In the case of predicting cetacean presence in the U.S. Atlantic (chapter 2), I extracted datasets from the online OBIS-SEAMAP geo-database, and integrated scientific surveys conducted by ship (n=36) and aircraft (n=16), weighting a Generalized Additive Model by minutes surveyed within space-time grid cells to harmonize effort between the two survey platforms. For each of 16 cetacean species guilds, I predicted the probability of occurrence from static environmental variables (water depth, distance to shore, distance to continental shelf break) and time-varying conditions (monthly sea-surface temperature). To generate maps of presence vs. absence, Receiver Operator Characteristic (ROC) curves were used to define the optimal threshold that minimizes false positive and false negative error rates. I integrated model outputs, including tables (species in guilds, input surveys) and plots (fit of environmental variables, ROC curve), into an online spatial decision support system, allowing for easy navigation of models by taxon, region, season, and data provider.
For predicting cetacean density within the inner waters of British Columbia (chapter 3), I calculated density from systematic, line-transect marine mammal surveys over multiple years and seasons (summer 2004, 2005, 2008, and spring/autumn 2007) conducted by Raincoast Conservation Foundation. Abundance estimates were calculated using two different methods: Conventional Distance Sampling (CDS) and Density Surface Modelling (DSM). CDS generates a single density estimate for each stratum, whereas DSM explicitly models spatial variation and offers potential for greater precision by incorporating environmental predictors. Although DSM yields a more relevant product for the purposes of marine spatial planning, CDS has proven to be useful in cases where there are fewer observations available for seasonal and inter-annual comparison, particularly for the scarcely observed elephant seal. Abundance estimates are provided on a stratum-specific basis.
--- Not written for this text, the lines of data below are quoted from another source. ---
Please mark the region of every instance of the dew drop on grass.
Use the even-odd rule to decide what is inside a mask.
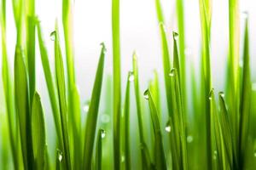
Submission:
[[[174,76],[176,72],[176,69],[173,68],[170,71],[169,76]]]
[[[224,92],[219,92],[218,94],[219,94],[222,98],[225,97],[225,94],[224,94]]]
[[[101,135],[102,135],[102,139],[106,137],[106,131],[103,129],[101,129]]]
[[[124,155],[122,155],[121,156],[121,162],[125,162],[125,156]]]
[[[59,162],[61,162],[62,161],[62,157],[63,157],[61,150],[57,150],[57,156],[58,156]]]
[[[83,111],[87,113],[89,111],[90,101],[86,101],[83,105]]]
[[[147,89],[145,92],[144,92],[144,94],[143,94],[143,96],[144,96],[144,99],[148,99],[148,89]]]
[[[56,36],[56,31],[54,31],[50,33],[49,37],[50,37],[50,40],[51,41],[55,41],[55,36]]]
[[[172,128],[171,128],[171,121],[170,120],[167,122],[165,130],[167,133],[171,133]]]
[[[103,113],[101,116],[101,121],[102,121],[102,123],[108,123],[110,121],[110,117],[108,114]]]
[[[174,39],[174,40],[176,40],[176,41],[178,40],[178,33],[173,31],[173,32],[172,32],[172,35],[173,35],[173,39]]]
[[[133,71],[129,71],[129,81],[133,82],[134,81],[134,74]]]
[[[247,11],[241,12],[241,18],[247,19],[248,18],[248,12]]]
[[[193,142],[193,136],[191,136],[191,135],[189,135],[189,136],[187,136],[187,142],[188,143],[191,143],[191,142]]]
Steller sea lions and harbour seals are further differentiated by ‘hauled out’ and ‘in water’. This analysis updates previous estimates (Williams & Thomas 2007) by including additional years of effort, providing greater spatial precision with the DSM method over CDS, novel reporting for spring and autumn seasons (rather than summer alone), and providing new abundance estimates for Steller sea lion and northern elephant seal. In addition to providing a baseline of marine mammal abundance and distribution, against which future changes can be compared, this information offers the opportunity to assess the risks posed to marine mammals by existing and emerging threats, such as fisheries bycatch, ship strikes, and increased oil spill and ocean noise issues associated with increases of container ship and oil tanker traffic in British Columbia’s continental shelf waters.
Starting with marine animal observations at specific coordinates and times, I combine these data with environmental data, often satellite derived, to produce seascape predictions generalizable in space and time. These habitat-based models enable prediction of encounter rates and, in the case of density surface models, abundance that can then be applied to management scenarios. Specific human activities, OWED and shipping, are then compared within a tradeoff decision support framework, enabling interchangeable map and tradeoff plot views. These products make complex processes transparent for gaming conservation, industry and stakeholders towards optimal marine spatial management, fundamental to the tenets of marine spatial planning, ecosystem-based management and dynamic ocean management.